For variables and context file behavior, see ./variables-and-context.md. For code export and the run mode toggle, see ./configuration.md.

Output streams

Stream Contents
stderr Live progress (banner, step tree, result box, links, upload progress, feedback prompt).
stdout The final JSON run_end payload, including the share URL when an upload succeeds.

This separation lets you capture each independently:

kane-cli run "..." > result.json 2> progress.log

In CI, redirect stdout to a file your job can parse and let stderr stream to the build log so engineers can read the run in real time.

When stdin is not a TTY, kane-cli automatically switches to plain NDJSON mode (the same as --agent). Each line on stdout is one JSON event terminated by a newline.

Exit codes

Code Meaning
0 Run passed.
1 Run failed (agent reached an unrecoverable failure or upload failed).
2 Error (auth, TMS credential exchange, configuration, Chrome, unknown subcommand, or unhandled exception).
3 Run was cancelled or hit the --timeout.

Use these codes to gate downstream CI steps.

What you see at the end of a run

When a run finishes, kane-cli prints a result summary to the terminal:

Field Meaning
Status PASSED (green check) or FAILED (red cross).
Steps Total step count, with a (N passed, M failed) breakdown when there were failures.
Duration Wall-clock time in seconds (or minutes and seconds for longer runs).
Credits Credits consumed, when reported.
Summary Bullet-point summary of what the agent did.
Reason Failure reason (failed runs only).

Below the summary, kane-cli prints any of the following links that apply to the run:

Label Points to
ShareLink A shareable session URL on TestmuAI TMS.
TestCase The test case detail page in TestmuAI TMS.
CodeExport The local directory containing the generated code (when code export is enabled).

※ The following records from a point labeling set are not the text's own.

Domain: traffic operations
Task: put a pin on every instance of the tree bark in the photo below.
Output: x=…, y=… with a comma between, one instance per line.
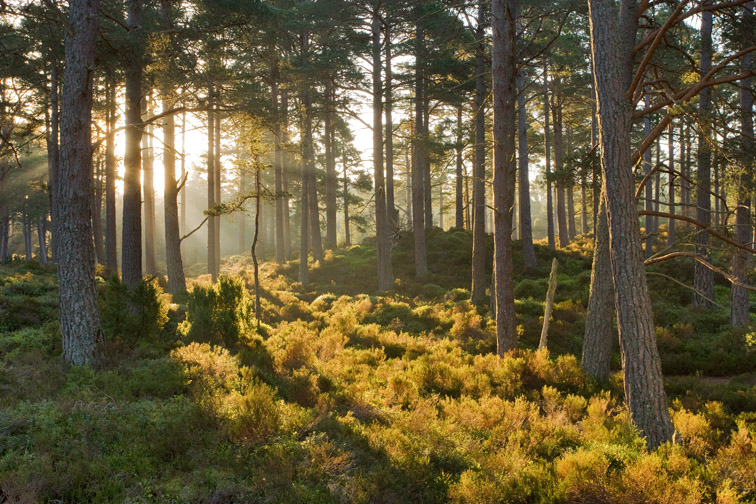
x=131, y=239
x=547, y=146
x=597, y=342
x=173, y=259
x=383, y=250
x=148, y=173
x=479, y=284
x=739, y=297
x=612, y=42
x=418, y=159
x=111, y=251
x=79, y=316
x=504, y=96
x=526, y=226
x=703, y=279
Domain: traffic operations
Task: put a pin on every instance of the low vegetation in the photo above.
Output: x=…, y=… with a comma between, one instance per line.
x=341, y=396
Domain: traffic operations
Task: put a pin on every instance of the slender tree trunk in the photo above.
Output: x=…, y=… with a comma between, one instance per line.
x=383, y=249
x=173, y=260
x=504, y=97
x=278, y=167
x=418, y=161
x=148, y=174
x=703, y=279
x=526, y=226
x=131, y=239
x=739, y=297
x=211, y=181
x=391, y=211
x=52, y=156
x=111, y=251
x=479, y=284
x=547, y=145
x=459, y=218
x=347, y=237
x=613, y=37
x=597, y=343
x=97, y=213
x=671, y=179
x=80, y=320
x=330, y=162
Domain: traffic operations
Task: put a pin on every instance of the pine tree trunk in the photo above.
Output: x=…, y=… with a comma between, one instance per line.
x=479, y=284
x=671, y=185
x=703, y=279
x=330, y=162
x=211, y=181
x=526, y=226
x=53, y=155
x=504, y=168
x=459, y=204
x=612, y=42
x=418, y=159
x=148, y=174
x=131, y=230
x=79, y=314
x=111, y=251
x=739, y=297
x=173, y=260
x=547, y=146
x=383, y=250
x=597, y=343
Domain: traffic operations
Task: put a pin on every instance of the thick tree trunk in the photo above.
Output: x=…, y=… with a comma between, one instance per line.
x=383, y=250
x=174, y=262
x=504, y=96
x=53, y=156
x=131, y=239
x=111, y=251
x=547, y=146
x=703, y=279
x=526, y=226
x=612, y=41
x=739, y=297
x=418, y=159
x=479, y=284
x=79, y=314
x=597, y=343
x=330, y=163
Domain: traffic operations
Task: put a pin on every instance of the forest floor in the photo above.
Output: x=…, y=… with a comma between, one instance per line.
x=342, y=395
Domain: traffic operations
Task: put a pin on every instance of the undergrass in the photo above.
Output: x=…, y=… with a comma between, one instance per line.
x=345, y=395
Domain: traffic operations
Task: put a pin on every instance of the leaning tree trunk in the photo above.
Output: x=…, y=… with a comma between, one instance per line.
x=79, y=314
x=418, y=160
x=597, y=343
x=739, y=297
x=703, y=277
x=504, y=96
x=174, y=262
x=526, y=226
x=131, y=239
x=478, y=289
x=612, y=43
x=383, y=250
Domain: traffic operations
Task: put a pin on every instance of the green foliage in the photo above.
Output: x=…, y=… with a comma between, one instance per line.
x=132, y=316
x=219, y=314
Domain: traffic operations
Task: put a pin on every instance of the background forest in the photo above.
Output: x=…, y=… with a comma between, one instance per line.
x=377, y=251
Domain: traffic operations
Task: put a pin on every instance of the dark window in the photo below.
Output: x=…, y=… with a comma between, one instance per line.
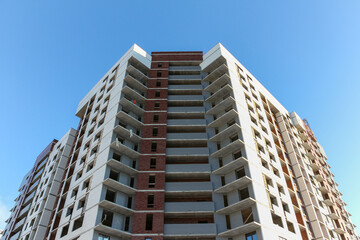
x=153, y=146
x=151, y=181
x=110, y=195
x=114, y=175
x=226, y=203
x=116, y=157
x=106, y=218
x=150, y=203
x=156, y=105
x=78, y=223
x=240, y=173
x=149, y=221
x=127, y=223
x=69, y=211
x=64, y=231
x=251, y=236
x=152, y=162
x=155, y=131
x=81, y=203
x=228, y=222
x=129, y=202
x=86, y=184
x=132, y=182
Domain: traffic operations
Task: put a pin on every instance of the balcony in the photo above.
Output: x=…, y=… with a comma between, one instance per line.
x=310, y=155
x=136, y=74
x=19, y=224
x=190, y=152
x=239, y=162
x=134, y=94
x=238, y=206
x=28, y=198
x=190, y=112
x=184, y=70
x=186, y=98
x=189, y=208
x=188, y=188
x=228, y=149
x=113, y=207
x=186, y=137
x=307, y=145
x=24, y=210
x=190, y=231
x=227, y=102
x=243, y=229
x=328, y=202
x=228, y=116
x=216, y=73
x=188, y=169
x=121, y=167
x=127, y=134
x=237, y=184
x=314, y=166
x=333, y=216
x=186, y=122
x=185, y=89
x=214, y=86
x=220, y=94
x=112, y=231
x=319, y=177
x=129, y=119
x=224, y=134
x=339, y=230
x=119, y=186
x=124, y=149
x=132, y=106
x=134, y=83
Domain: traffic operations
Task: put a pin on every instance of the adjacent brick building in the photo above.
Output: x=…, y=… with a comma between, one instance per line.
x=181, y=145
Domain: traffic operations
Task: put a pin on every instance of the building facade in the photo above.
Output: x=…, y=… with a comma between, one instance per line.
x=181, y=145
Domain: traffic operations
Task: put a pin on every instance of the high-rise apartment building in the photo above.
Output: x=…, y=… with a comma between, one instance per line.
x=181, y=145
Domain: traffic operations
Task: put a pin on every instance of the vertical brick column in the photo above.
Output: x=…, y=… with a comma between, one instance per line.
x=150, y=196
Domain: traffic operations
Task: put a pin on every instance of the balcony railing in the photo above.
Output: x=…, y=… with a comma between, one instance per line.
x=127, y=134
x=237, y=184
x=129, y=119
x=214, y=86
x=113, y=207
x=189, y=208
x=227, y=102
x=112, y=231
x=220, y=94
x=121, y=167
x=133, y=82
x=134, y=94
x=246, y=228
x=230, y=115
x=190, y=230
x=132, y=106
x=119, y=186
x=117, y=145
x=235, y=164
x=235, y=128
x=136, y=73
x=228, y=149
x=238, y=206
x=216, y=73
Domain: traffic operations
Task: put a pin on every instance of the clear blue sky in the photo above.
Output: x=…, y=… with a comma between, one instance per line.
x=307, y=53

Modern terminals render these as clickable hyperlinks. For details on what each link leads to, see ./test-manager-integration.md.

Feedback prompt

After the result and links print, kane-cli prompts you to rate the session with thumbs up or thumbs down. Use the left and right arrow keys to choose, Enter to submit, or Esc to skip. The rating is sent to TestmuAI TMS for the active test case; see ./test-manager-integration.md for what is recorded.